Primesport NABC Next Generation is an interview series with assistant coaches and support staff from across the country, highlighting their career experiences and future goals. Today's feature is Florida Tech assistant DeMario Robinson.
What led you to pursue a career in college basketball coaching?
“I have always a passion for basketball, and once my playing career ended, becoming a coach was only right. My junior college coach always told me that I would become a coach one day because of the type of point guard and leader I was on the floor.”
What has been the biggest challenge so far in your career, and what have you learned from it?
“The biggest challenge for me as a coach is being patient with our players and managing the different personalities. As a coach, you have to be able to take the diversity of the team and get them to buy into the goals of the team.”
How would you describe your leadership style?
“My leadership style is funny to me because my family thinks I am very quiet, but when they see me in action they are very shocked. When I’m coaching, I really get into it and become very vocal. I like to motivate and constructively criticize my guys with my voice. I also lead by example. During practices I sometimes like to join drills with the players, and I work out daily to stay in shape – practicing what we preach to our players.”
Aside from knowledge of the game, what skill do you feel is most important for coaches to possess?
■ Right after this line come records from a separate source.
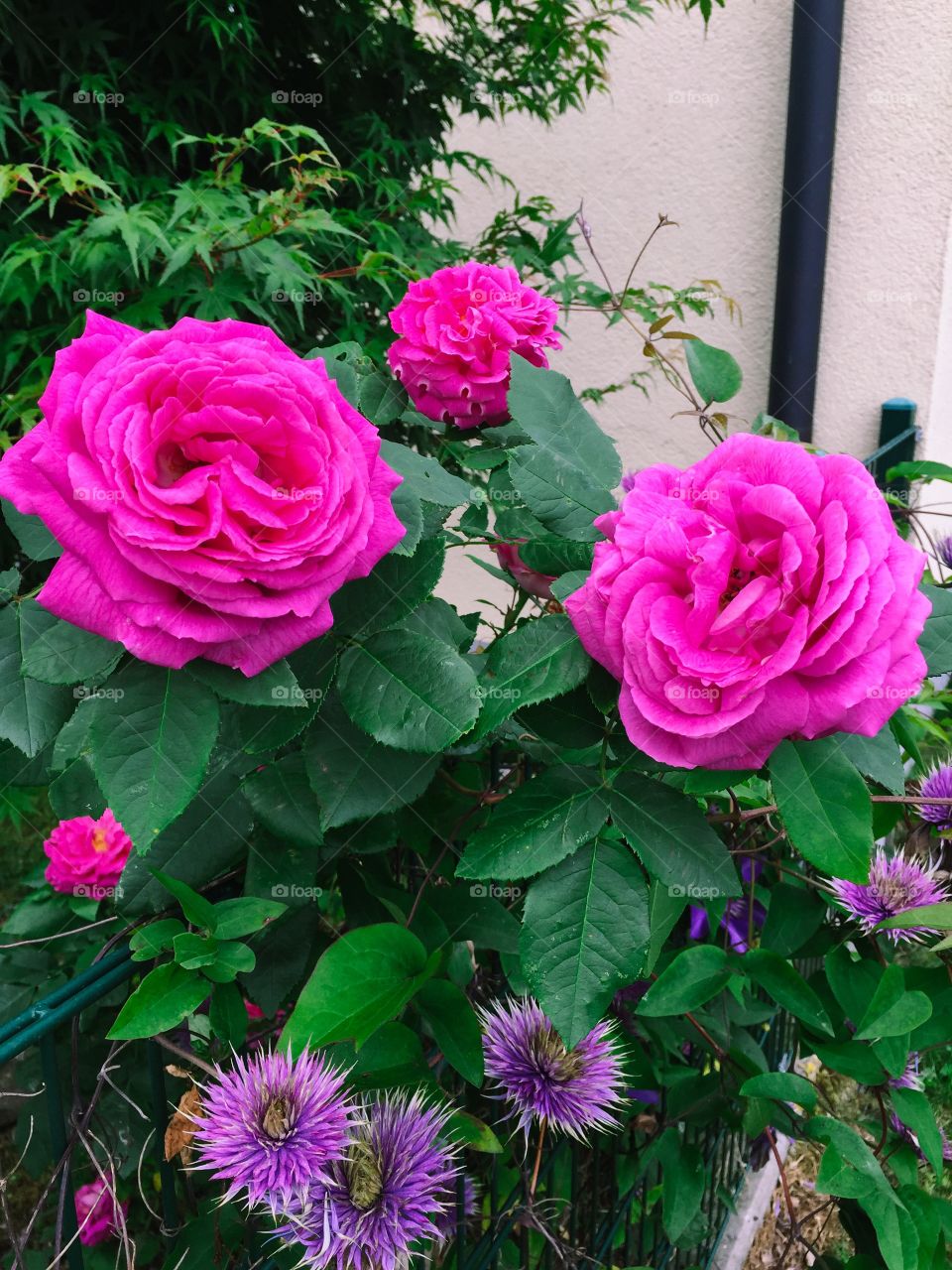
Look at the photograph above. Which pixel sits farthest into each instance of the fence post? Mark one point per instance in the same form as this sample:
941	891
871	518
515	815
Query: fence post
897	439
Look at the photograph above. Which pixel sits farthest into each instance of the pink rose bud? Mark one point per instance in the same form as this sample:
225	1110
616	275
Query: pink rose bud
86	856
457	331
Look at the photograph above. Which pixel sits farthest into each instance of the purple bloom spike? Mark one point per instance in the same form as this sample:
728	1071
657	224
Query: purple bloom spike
574	1091
388	1198
896	883
937	784
272	1125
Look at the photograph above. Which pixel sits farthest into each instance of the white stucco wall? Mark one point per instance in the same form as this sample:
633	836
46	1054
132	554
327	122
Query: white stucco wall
694	127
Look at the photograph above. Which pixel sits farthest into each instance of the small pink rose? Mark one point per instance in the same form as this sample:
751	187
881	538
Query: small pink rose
457	333
86	856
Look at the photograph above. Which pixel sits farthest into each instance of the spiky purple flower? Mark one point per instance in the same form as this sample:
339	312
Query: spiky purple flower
572	1089
896	883
937	784
273	1125
390	1196
909	1079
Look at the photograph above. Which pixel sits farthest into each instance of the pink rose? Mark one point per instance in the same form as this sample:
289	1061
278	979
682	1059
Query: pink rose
86	856
762	593
211	490
538	584
98	1211
458	329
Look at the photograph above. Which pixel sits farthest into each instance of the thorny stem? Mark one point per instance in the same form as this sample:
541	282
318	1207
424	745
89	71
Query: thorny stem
538	1159
671	372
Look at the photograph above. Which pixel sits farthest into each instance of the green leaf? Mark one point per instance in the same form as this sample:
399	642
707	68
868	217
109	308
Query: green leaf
544	407
787	987
390	593
454	1025
793	917
914	1110
689	980
537	661
149	942
409	691
474	913
784	1086
32	534
425	476
566	477
209	837
31	712
191	952
230	960
893	1011
362	980
151	747
357	779
919	468
878	757
825	807
227	1014
671	838
275	686
166	997
538	825
572	952
58	652
555	557
937	916
715	372
474	1133
683	1182
235	919
197	910
936	639
282	799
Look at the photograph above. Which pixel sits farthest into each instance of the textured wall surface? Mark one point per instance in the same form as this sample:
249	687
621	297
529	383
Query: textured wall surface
694	127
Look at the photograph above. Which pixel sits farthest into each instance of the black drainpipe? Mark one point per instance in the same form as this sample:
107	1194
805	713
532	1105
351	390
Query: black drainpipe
807	181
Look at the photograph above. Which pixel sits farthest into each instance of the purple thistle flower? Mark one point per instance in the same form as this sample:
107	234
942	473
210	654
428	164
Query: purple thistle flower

“The skill I think is most important for a coach to possess - other than knowledge of the game - would be the ability to develop personal relationships with players and understand what and where they come from. The most successful coaches have great relationships with their players on and off the court. When players feel like they can come and talk to you about anything, they will bust their tails for you on the court and in the classroom.”
What kind of impact – both on the court and off – do you hope to have on your student-athletes?
“I want my players to grow as scholars, athletes, and men daily. When the ball stops bouncing for those guys, I want them to be able to look back and say, ‘Coach, thanks for helping me improve in all aspects of life.’ If my players feel that way about me, then I feel I have truly done my job beyond just coaching basketball.”
What career goals do you have for your future, and how do you plan to achieve them?
“My future goals are to become a head coach at a high major DI program or coach professionally in the NBA. I plan to continue to work hard at my craft on and off the court. I know with hard work and prayer it can be accomplished.”
What’s the one piece of advice you would give to somebody considering a career in coaching?
“Learn to develop patience. There are going to be many obstacles, and if you aren’t patient you will struggle to help players reach their full potential. You will also struggle to reach your ultimate goal.”